The qualifying rounds of Australian Open in Melbourne this week, the first tennis Grand Slam of the year, have been blighted by complaints from players about the pollution.
“The imagery of the fires in the global marketplace is very bad for our country,” Westaway said. “We are worried about the contagion that may have.”
Tourism accounts for more than 3% of Australia’s A$1.95 trillion economy, with 9 million foreigners visiting the country annually and domestic tourism growing.
Accommodation booking cancellations in non-fire zones have reached upwards of 60%, while in fire-affected areas there were no tourists at all, Westaway said. Many destinations rely heavily on domestic tourism, as well as international visitors.
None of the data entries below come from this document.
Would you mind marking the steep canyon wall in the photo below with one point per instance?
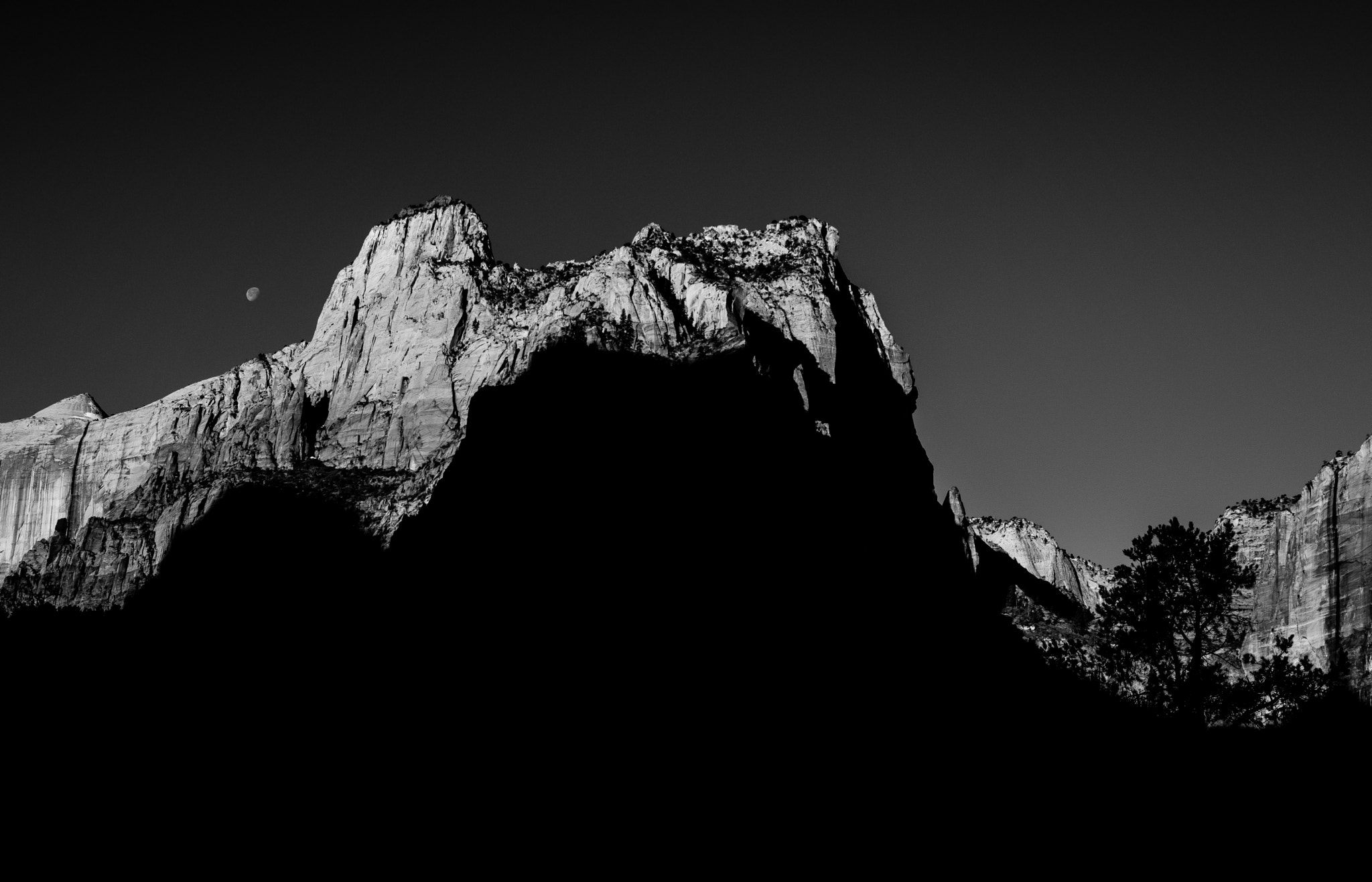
(372, 409)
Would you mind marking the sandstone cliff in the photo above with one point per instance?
(372, 409)
(1313, 557)
(1034, 549)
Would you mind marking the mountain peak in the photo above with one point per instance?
(80, 407)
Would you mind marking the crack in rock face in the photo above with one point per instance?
(372, 409)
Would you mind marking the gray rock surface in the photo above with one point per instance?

This week’s wet weather brought some temporary respite for fire-hit areas, but also came with the warning of potential flash floods and lightning that could ignite new fires.
Prime Minister Scott Morrison earlier this week welcomed a U.S. move to downgrade a travel warning and has stressed that Australia is open for business.
Birmingham said he would seek firsthand feedback from tourism bosses at Thursday’s meeting and devise a strategy to reassure visitors that many tourism destinations are untainted by fires.
(GRAPHIC: Swirling smoke – here)
Following are some highlights of what is happening in the bushfire crisis:
** The Australian Bureau of Meteorology provided some welcome news on Thursday with a new forecast that there is a 50% chance that the bulk of the country’s east will receive average rainfall from March 1 through May 30. Still, BOM warned that warned that follow-up rains will be needed to end a three-year drought.
** There were 85 fires burning across the state of New South Wales on Thursday, with 30 of them yet to be contained, while 19 fires were alight in Victoria, according to fire authorities.
** The rain has brought relief for a number of firefighters working across New South Wales state. “Although this rain won’t extinguish all fires, it will certainly go a long way toward containment,” state fire services said.
** Emergency responders in Victoria have dealt with nearly 600 cases of falling trees, flash flooding and other damage in since late Wednesday and warned of more risks from storms starting Monday.
** Canberra, Sydney and Melbourne ranked among the top 50 most polluted major cities worldwide on Thursday, according to AirVisual’s pollution ranking for major global cities, with winds set to bring more smoke to Melbourne over the weekend.
** The smoke haze that has plagued Australia’s major cities for weeks and has been tracked by NASA circumnavigating the globe.
** Australia’s conservative government has softened its rhetoric on climate change amid the crisis, acknowledging this week that changes are real and the country needs a strategy of “adaptation” and “resilience”.
** Australia’s Wollemi Pines, giant prehistoric trees that were thought to be extinct until 1994, were specially protected by firefighters as blazes swept through their secret location in a NSW national park.